Venerable Ros Mey | |
Birth Date: | June 30, 1925 |
Birth Place: | Kandal, Cambodia, French Indochina |
Death Place: | Providence, Rhode Island |
Nationality: | Cambodian-born American |
Religion: | Buddhism |
Occupation: | monk; president, Chov Atika Wat Thormikaram temple |
Predecessor: | Samdech Maha Ghosananda |
Spouse: | Saythun Mey (deceased) |
Children: | 7 |
Ros Mey (June 30, 1925 – December 12, 2010) was a Cambodian-born American Buddhist monk and survivor of the Khmer Rouge regime. Mey was the Chov Atika, or head monk, of Wat Thormikaram, the first ethnic Khmer Buddhist temple in the United States, which is located in Providence, Rhode Island.[1]
Mey was born in Svay Rolom, Kandal in Cambodia on June 30, 1925. He was the fifth child born to Ouch Mey (his father) and Soeum Mon (his mother), having four older sisters and a younger brother.
In 1945, he married Saythun Mey and sired seven children, three boys and four girls.
Mey originally worked as a land surveyor for the Cambodian government until the Khmer Rouge took power in 1975, establishing Democratic Kampuchea.[1]
An estimated three million people would be killed by the Khmer Rouge, including four of Mey's children – three daughters and one son.[2] Mey and his surviving family managed to escape the country in 1979 and fled to the Khao-I-Dang refugee camp across the border in Thailand.[1]

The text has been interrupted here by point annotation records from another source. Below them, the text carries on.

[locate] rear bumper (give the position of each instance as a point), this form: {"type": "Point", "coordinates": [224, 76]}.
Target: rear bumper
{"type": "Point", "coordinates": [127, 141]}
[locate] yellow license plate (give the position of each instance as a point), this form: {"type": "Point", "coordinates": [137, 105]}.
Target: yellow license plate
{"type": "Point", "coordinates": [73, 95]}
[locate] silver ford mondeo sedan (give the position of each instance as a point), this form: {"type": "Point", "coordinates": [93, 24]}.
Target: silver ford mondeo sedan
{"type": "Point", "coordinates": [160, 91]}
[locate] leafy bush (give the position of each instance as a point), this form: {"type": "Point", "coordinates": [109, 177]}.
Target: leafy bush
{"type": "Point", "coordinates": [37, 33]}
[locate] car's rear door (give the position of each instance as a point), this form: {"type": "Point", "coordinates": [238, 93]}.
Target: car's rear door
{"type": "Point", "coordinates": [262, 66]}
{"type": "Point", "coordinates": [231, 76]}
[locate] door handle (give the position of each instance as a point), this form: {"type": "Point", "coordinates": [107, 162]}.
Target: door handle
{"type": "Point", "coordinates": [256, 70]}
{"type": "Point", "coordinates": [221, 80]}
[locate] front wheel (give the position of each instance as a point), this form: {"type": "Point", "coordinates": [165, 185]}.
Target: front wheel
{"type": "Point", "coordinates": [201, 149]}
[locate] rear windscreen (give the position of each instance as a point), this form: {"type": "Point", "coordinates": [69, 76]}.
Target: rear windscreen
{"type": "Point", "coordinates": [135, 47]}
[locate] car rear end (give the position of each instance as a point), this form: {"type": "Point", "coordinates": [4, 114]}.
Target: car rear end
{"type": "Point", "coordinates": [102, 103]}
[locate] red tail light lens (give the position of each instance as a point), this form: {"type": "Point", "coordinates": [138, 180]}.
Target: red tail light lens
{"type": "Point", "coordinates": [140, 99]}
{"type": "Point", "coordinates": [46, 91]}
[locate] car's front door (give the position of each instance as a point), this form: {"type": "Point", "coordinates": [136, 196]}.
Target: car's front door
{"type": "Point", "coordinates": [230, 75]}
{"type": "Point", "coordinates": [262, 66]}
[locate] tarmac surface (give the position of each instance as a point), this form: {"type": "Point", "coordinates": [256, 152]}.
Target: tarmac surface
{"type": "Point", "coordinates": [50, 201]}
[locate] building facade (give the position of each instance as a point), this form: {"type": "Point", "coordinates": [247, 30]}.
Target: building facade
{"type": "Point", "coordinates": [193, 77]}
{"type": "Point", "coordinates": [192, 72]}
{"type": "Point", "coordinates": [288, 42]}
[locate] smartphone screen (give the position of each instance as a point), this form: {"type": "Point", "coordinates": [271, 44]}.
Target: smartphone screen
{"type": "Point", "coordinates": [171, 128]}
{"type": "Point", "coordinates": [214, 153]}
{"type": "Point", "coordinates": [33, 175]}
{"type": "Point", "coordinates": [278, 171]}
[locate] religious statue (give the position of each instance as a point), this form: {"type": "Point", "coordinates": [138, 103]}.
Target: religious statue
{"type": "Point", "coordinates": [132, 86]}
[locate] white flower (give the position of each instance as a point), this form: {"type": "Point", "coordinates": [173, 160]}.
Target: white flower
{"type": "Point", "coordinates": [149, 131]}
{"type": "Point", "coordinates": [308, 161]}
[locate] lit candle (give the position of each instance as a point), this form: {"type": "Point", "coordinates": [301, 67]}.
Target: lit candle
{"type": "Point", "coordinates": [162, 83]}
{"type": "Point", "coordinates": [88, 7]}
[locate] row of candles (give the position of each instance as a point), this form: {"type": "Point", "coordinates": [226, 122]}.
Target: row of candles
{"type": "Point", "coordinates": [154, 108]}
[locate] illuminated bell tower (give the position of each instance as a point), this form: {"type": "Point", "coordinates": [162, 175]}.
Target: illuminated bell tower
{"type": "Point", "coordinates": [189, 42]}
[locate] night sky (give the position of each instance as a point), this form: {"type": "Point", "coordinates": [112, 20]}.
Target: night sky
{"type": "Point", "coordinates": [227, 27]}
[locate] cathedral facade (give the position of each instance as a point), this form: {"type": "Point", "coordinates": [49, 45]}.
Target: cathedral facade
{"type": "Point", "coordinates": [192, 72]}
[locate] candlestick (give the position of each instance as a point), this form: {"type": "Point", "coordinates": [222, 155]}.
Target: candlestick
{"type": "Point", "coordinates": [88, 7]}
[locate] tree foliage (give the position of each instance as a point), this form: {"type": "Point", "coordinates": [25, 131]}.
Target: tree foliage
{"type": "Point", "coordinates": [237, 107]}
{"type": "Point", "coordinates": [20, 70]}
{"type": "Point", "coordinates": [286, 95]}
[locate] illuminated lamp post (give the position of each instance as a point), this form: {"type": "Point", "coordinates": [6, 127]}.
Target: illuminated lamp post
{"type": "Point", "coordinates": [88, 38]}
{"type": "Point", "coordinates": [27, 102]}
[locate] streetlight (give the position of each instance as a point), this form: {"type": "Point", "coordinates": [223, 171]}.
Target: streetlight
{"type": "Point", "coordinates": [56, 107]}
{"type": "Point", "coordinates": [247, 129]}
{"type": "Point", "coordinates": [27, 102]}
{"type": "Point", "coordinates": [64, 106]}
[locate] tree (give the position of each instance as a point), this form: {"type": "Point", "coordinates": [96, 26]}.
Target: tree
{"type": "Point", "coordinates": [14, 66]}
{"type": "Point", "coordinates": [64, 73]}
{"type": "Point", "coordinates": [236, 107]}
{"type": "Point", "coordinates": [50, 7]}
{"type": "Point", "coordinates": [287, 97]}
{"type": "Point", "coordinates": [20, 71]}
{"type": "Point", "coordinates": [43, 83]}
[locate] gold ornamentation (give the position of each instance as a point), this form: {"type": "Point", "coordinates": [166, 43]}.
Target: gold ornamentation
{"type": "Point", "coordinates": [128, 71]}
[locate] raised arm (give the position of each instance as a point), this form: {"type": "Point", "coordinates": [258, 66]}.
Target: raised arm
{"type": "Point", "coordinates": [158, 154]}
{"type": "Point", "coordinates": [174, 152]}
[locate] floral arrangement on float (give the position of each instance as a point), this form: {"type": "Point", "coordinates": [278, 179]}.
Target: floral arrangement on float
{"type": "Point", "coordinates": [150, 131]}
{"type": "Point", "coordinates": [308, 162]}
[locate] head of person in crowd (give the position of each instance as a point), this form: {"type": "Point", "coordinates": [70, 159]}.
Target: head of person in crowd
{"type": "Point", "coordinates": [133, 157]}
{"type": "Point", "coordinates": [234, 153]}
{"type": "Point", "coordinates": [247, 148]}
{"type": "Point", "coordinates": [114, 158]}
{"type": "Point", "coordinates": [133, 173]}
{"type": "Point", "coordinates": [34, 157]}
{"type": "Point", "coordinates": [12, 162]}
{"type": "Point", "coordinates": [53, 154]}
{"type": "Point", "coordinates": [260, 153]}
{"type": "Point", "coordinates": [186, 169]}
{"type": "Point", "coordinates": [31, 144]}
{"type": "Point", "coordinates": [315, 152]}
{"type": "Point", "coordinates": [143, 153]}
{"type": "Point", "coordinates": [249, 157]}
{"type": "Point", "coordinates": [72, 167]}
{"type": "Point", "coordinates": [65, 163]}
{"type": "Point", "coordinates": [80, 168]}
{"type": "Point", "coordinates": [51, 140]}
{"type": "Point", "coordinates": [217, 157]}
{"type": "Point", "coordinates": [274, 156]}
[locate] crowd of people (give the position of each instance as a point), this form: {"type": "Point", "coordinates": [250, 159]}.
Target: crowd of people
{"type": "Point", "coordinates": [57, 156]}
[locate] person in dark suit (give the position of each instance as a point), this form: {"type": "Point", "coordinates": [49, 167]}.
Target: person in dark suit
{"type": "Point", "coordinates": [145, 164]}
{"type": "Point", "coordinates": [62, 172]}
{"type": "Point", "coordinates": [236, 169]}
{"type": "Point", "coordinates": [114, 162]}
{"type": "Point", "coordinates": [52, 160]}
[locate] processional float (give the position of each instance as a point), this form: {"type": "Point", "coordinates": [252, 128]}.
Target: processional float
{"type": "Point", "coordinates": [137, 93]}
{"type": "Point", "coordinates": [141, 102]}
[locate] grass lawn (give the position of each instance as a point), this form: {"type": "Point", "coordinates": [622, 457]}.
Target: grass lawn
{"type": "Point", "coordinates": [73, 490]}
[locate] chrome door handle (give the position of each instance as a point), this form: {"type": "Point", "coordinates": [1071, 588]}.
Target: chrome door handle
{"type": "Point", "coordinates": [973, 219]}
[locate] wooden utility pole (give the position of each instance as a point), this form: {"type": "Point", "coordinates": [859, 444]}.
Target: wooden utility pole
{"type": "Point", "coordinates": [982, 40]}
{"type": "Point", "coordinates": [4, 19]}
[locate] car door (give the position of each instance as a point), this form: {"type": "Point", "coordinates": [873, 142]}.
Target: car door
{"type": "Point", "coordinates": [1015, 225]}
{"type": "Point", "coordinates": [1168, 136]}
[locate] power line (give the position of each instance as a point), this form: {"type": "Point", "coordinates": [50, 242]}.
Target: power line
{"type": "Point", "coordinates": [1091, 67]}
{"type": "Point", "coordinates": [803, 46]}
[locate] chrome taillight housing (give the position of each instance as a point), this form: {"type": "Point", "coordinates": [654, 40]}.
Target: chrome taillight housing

Mey and his family would ultimately become one of the thousands of Cambodian refugees who would be resettled in the U.S. state of Rhode Island.[1] After a few years living as refugees, he and his family arrived in Rhode Island on February 12, 1982.
In 1993, Ros Mey was ordained a Buddhist monk at the Wat Thormikaram temple in Providence, Rhode Island, when he was 62 years old.[1] [2] In 1998, he became Chov Atika & President of the temple.
He died at the temple in Providence on December 12, 2010, at the age of 85.[1]